Por fim, pode-se concluir que, no período pré-contratual, as partes visam, indubitavelmente, a liberdade contratual. Isso significa que tanto uma quanto outra parte não desejam ser obrigados a celebrar um contrato que não lhes seja favorável apenas por terem iniciado uma aproximação para esse fim. Contudo, ao mesmo tempo, as partes possuem evidente interesse em preservar os pontos sobre os quais já existe acordo. Têm, ainda, expectativa de que sejam devidamente ressarcidos eventuais danos que lhe tenham sido causados em virtude do rompimento das negociações. Observa-se, nesse sentido, que se tratam de aspirações contraditórios, pois permeiam tanto o interesse na liberdade contratual quando na vinculação durante a fase das tratativas. Diante desse cenário, deve o direito buscar uma forma de equilíbrio, objetivando a cooperação, a lealdade e a correção entre as partes também na fase preliminar à conclusão do contrato[78].

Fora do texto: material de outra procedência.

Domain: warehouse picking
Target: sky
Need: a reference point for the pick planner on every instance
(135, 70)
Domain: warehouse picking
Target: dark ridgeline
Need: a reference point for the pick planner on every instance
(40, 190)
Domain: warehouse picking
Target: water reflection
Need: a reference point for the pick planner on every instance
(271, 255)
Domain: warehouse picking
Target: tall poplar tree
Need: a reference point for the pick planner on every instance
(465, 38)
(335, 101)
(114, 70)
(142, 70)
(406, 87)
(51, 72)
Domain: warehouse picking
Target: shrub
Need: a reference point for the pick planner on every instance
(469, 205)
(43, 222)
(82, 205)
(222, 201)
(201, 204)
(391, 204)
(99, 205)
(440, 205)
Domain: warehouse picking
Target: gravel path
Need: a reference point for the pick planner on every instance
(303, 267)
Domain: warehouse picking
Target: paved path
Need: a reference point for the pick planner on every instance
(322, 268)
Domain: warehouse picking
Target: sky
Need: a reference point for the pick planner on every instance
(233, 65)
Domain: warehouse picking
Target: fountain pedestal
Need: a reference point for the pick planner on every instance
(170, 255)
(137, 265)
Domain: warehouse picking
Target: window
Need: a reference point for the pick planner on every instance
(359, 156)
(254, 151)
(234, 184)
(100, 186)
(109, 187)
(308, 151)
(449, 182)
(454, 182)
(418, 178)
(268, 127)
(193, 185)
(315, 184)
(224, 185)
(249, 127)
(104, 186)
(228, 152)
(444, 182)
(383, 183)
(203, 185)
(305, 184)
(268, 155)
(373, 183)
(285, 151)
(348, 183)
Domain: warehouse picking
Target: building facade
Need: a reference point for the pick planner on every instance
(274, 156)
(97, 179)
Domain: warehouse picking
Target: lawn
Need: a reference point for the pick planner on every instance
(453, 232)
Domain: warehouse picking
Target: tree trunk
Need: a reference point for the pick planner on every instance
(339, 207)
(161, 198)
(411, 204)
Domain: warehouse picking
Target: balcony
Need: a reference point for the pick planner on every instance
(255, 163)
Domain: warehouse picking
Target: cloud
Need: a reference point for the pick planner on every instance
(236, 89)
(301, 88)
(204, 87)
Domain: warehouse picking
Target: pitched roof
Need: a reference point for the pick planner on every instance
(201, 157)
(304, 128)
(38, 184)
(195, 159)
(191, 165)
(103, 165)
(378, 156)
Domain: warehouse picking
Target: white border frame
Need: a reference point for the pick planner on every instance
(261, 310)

Diante disso, o entendimento segundo o qual as partes devem agir de boa-fé também durante a fase pré-contratual é acolhido pelos princípios Unidroit, sobretudo em seu artigo 2.1.15, que dispõe:

“(1) Ciascuna parte è libera di condurre trattative e non è responsabile per il mancato raggiungimento di um accordo.

(2) Tuttavia, la parte che há condotto o interrotto lê trattative in mala fede è responsabile per lê perdite cagionate all´altra parte.

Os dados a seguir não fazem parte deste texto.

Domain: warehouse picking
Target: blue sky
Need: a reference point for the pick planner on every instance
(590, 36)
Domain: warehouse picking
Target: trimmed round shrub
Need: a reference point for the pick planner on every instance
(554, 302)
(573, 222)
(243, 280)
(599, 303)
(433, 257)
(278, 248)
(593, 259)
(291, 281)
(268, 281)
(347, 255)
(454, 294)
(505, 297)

(3) In particolare, si considera mala fede iniziare o continuare trattative malgrado l´intenzione di non raggiungere um accordo com l´altra parte”.

E, segundo o comentário desse artigo, a negociação de má-fé se verifica:

 “quando una parte deliberatamente o per negligenza há ingannato l´altra parte sulla natura o sulle condizioni del contratto proposto, vuoi travisando, vuoi non rivelando fatti che, per la qualità delle parti e/o la natura del contratto, avrebbero dovuto essere rivelati”.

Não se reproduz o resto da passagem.